Honoré d'Urfé (1567-1625) est un catholique et un aristocrate du Forez, un ancien ligueur réfugié en Savoie, un combattant remarqué contre Henri IV avant d'être pardonné par le premier des Bourbons. Cet ami de François de Sales est lui aussi un admirateur des romans espagnols et italiens, de la Diana de J. de Montemayor (1561), de l'Arcadia de J. Sannazaro (1504), ou de L'Arcadia de Lope de Vega (1598). Il publie en 1607 le premier volume de L'Astrée, en 1610 le deuxième, en 1619 le troisième, et rédige les quatre premiers livres de la quatrième partie avant de mourir, en 1625. Balthazar Baro, son secrétaire, poursuit cette quatrième partie pour la publier en 1627, et écrit « d'après les notes de l'auteur » une cinquième et dernière partie, publiée en 1628. Ce livre de 5 000 pages connaîtra un succès immense en France et en Europe, immédiatement suivi d'imitations plus ou moins bonnes, et d'adaptations pour la scène théâtrale et musicale.
Un livre-univers
Un « grand roman » déploie un monde imaginaire qui représente aussi la totalité de l'univers, au nom d'une philosophie de la vie.

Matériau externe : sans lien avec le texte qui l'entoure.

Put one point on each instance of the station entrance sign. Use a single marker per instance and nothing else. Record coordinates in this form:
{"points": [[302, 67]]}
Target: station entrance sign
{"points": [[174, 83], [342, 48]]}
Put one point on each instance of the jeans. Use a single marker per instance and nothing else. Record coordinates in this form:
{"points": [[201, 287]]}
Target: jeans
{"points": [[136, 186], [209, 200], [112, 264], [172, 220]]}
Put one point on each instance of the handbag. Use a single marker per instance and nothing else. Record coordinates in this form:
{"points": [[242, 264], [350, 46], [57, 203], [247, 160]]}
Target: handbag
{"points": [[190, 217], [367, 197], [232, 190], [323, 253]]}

Honoré d'Urfé situe son action en Forez, dans la Gaule du ve siècle, juste après l'invasion d'Attila : autrement dit dans un temps historico-mythique purement français, après un moment historique terrible, dans une nature accueillante et douce, près du lieu où la Seine et la Loire prennent leur source. L'Astrée est donc un roman national.

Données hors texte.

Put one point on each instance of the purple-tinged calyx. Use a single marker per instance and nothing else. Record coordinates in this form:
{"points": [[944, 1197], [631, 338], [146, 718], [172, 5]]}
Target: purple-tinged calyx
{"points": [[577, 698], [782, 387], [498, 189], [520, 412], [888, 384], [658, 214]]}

Dans ce cadre, l'analyse morale et sentimentale inspirée par une philosophie platonicienne peut à bon droit triompher ; une esthétique particulière peut être mise en place ; des débats peuvent avoir lieu sur une grande variété de cas exemplaires consacrés à l'amour et à l'amitié qui doit lier les individus ; une conversation peut s'élaborer en même temps qu'elle est représentée ; et tous les genres de haut parage peuvent être convoqués : poésie amoureuse, lettre aristocratique, dialogue amoureux et débat théorique, méditation, confession, casuistique rhétoriquement ordonnée, récits mythiques et historiques, épopée...
L'image d'une nouvelle jeunesse innocente et policée, vertueuse et catholique, apparaît[...]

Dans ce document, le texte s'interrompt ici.